Practical Tricks: M
how Fritz Lang made what is now a special effects shot, practically.
Fritz Lang was a technical genius, but those techniques weren’t always flashy or calling attention to themselves.
The movement and story in Lang’s famous M are so compelling it wasn’t until the third or so time I saw this scene I jumped off my couch yelling “DID YOU SEE THAT!?”
We see a lot of these ‘through a window’ shots in modern day, for example:
the last scene of The Father sends the camera from a small room out to look at the sky, after moving through a window which has been in frame most of the scene
in Adolescence (famously each episode a oner) Episode 3, the camera goes through a supposedly solid pane of glass in a classroom window, then moves across the park.
While Adolescence used a steadicam and likely The Father used a crane, the window effect is now almost always accomplished in post, as Adolescence confirmed in an interview:
“There wasn’t actually a window there.
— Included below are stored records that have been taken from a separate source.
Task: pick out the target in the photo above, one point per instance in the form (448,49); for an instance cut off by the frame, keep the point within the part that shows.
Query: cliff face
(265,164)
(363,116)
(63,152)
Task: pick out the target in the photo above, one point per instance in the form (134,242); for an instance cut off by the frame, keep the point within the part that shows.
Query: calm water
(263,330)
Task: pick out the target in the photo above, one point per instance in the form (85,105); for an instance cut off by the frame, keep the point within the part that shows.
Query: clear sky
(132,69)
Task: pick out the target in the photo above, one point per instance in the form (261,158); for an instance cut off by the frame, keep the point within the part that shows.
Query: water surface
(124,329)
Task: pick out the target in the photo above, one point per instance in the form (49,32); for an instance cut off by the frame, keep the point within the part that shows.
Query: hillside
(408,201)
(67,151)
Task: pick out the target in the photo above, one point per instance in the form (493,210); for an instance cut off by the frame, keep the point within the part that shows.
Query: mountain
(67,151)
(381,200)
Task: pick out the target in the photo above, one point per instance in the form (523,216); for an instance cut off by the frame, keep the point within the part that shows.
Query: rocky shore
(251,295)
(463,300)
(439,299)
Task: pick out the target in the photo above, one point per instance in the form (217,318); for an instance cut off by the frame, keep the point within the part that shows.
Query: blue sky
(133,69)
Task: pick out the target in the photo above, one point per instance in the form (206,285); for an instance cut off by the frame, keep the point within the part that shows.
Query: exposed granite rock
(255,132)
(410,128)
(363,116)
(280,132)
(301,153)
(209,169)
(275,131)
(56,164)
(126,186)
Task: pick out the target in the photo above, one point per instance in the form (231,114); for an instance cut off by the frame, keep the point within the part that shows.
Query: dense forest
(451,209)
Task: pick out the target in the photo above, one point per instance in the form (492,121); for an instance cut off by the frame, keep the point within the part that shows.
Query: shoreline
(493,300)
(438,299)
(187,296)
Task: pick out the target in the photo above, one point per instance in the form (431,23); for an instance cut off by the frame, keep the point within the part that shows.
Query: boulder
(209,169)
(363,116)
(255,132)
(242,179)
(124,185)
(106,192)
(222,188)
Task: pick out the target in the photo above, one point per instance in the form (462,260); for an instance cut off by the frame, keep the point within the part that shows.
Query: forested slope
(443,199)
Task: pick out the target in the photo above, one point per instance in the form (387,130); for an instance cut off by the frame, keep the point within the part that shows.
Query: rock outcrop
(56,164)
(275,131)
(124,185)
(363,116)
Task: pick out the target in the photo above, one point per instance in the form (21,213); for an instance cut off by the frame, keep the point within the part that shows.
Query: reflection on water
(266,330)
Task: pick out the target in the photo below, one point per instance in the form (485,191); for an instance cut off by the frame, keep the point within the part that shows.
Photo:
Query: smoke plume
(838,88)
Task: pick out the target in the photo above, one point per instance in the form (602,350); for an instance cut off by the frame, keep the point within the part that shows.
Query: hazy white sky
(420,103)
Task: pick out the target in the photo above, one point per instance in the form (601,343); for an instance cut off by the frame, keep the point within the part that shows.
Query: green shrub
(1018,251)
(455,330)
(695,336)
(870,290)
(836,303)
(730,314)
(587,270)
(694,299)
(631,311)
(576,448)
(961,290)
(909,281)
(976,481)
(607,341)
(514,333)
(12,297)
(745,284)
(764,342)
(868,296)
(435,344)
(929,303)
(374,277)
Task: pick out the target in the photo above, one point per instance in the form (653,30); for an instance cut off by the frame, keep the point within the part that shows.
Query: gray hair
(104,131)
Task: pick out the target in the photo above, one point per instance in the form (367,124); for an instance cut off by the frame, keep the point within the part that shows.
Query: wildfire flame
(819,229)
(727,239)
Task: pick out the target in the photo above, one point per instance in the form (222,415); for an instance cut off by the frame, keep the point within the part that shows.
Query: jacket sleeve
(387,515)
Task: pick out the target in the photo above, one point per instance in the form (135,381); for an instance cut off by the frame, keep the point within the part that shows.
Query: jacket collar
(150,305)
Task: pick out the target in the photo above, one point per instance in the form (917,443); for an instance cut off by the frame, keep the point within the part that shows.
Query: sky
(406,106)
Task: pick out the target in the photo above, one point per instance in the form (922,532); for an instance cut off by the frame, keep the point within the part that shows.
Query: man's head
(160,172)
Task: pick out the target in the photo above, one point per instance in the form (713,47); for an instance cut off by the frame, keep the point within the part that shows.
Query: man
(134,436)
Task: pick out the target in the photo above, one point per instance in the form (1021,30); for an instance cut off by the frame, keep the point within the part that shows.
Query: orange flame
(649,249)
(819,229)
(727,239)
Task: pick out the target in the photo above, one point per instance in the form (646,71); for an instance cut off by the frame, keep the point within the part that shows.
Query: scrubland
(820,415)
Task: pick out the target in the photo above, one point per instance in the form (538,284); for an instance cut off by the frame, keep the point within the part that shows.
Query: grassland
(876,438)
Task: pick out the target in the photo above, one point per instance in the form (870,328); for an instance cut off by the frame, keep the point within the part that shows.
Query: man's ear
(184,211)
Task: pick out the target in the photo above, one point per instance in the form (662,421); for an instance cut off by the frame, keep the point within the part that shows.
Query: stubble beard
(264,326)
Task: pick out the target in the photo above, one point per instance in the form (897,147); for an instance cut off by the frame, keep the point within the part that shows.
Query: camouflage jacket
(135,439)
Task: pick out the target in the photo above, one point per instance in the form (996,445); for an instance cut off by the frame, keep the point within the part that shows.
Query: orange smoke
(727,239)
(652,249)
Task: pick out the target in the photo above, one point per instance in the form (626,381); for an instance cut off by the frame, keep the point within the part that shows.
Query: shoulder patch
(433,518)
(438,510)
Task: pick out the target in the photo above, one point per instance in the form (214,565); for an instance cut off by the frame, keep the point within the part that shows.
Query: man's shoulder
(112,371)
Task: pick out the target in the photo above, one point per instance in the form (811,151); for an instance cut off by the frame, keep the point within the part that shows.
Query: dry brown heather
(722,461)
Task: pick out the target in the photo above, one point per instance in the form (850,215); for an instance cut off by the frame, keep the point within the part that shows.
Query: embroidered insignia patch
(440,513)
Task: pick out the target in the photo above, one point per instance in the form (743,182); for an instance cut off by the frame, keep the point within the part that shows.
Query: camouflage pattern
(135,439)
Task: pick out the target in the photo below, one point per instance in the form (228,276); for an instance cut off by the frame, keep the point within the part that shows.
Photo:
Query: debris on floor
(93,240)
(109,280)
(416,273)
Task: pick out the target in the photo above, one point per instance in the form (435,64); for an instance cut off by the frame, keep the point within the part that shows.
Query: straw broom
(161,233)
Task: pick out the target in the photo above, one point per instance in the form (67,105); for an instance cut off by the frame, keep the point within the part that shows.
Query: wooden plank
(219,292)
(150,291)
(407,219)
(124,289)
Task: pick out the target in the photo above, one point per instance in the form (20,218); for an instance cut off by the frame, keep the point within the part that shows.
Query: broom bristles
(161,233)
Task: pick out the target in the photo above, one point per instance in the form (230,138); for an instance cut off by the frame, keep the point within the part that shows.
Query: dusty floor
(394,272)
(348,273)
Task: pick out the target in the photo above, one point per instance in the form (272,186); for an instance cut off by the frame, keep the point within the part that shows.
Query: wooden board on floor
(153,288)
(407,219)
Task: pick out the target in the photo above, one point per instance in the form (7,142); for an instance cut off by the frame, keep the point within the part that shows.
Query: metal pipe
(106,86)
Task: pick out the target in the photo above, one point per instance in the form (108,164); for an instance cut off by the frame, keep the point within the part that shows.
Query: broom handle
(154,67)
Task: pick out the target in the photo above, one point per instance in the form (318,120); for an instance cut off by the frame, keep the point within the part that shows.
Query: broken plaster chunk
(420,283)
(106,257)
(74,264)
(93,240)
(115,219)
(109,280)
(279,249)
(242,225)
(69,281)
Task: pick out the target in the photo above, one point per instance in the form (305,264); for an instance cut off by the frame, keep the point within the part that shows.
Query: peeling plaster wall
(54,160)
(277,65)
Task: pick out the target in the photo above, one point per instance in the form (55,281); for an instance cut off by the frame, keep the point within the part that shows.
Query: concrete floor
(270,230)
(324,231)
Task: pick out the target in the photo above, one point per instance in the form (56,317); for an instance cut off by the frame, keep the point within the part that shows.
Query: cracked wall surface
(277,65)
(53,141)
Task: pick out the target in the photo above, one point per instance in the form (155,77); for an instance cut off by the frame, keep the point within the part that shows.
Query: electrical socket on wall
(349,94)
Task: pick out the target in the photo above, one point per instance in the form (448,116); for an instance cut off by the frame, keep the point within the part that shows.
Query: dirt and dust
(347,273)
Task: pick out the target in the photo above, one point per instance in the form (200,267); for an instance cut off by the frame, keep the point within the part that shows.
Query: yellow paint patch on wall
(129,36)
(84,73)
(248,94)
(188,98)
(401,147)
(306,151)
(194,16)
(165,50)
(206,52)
It was taken out and put back in using VFX. One of the camera operators was in the classroom, then when Ryan jumped out of the window, the other operator – who was crouching on the other side – took the camera and continued the chase.”
But everything from the kind of VFX to nimble camera rigs which have made this feat more feasible were non-existent in 1931, when Fritz Lang shot this scene.
So, how and why’d he do it?
How
After finding or building a set, plotting the camera tracks and crane, rigging the windowpane, and many practice runs with actors, you just run it til you get it.
You can see here the pane slides across at the last minute, pulled by someone just offscreen who would have likely stepped in once the camera had moved closer.
The pane’s edge against lighter-coloured clothes and background also help catch it; you can see the edge of the pane most clearly where it travels across the one man’s dark coat:
Why
While we don’t necessarily need an answer beyond ‘because it’s a beautiful connective tissue between scenes,’ it is relevant that two themes the movie grapples with are 1. mob justice 2. surveillance not only by the State but our neighbours.
So a camera moving from one place to another gives us the audience both a sense of voyeurism, and a reminder if we can spy on others so easily, who may be watching us, and interpreting our actions for better or worse?
Takeaways
‘Being able to see the seams’ is not necessarily a bad thing; even if it’s less than ideal, it may be a better choice than simply ‘not doing the shot.’ Work with what you have, and if you achieve your end goal, technicalities be damned! Go for it.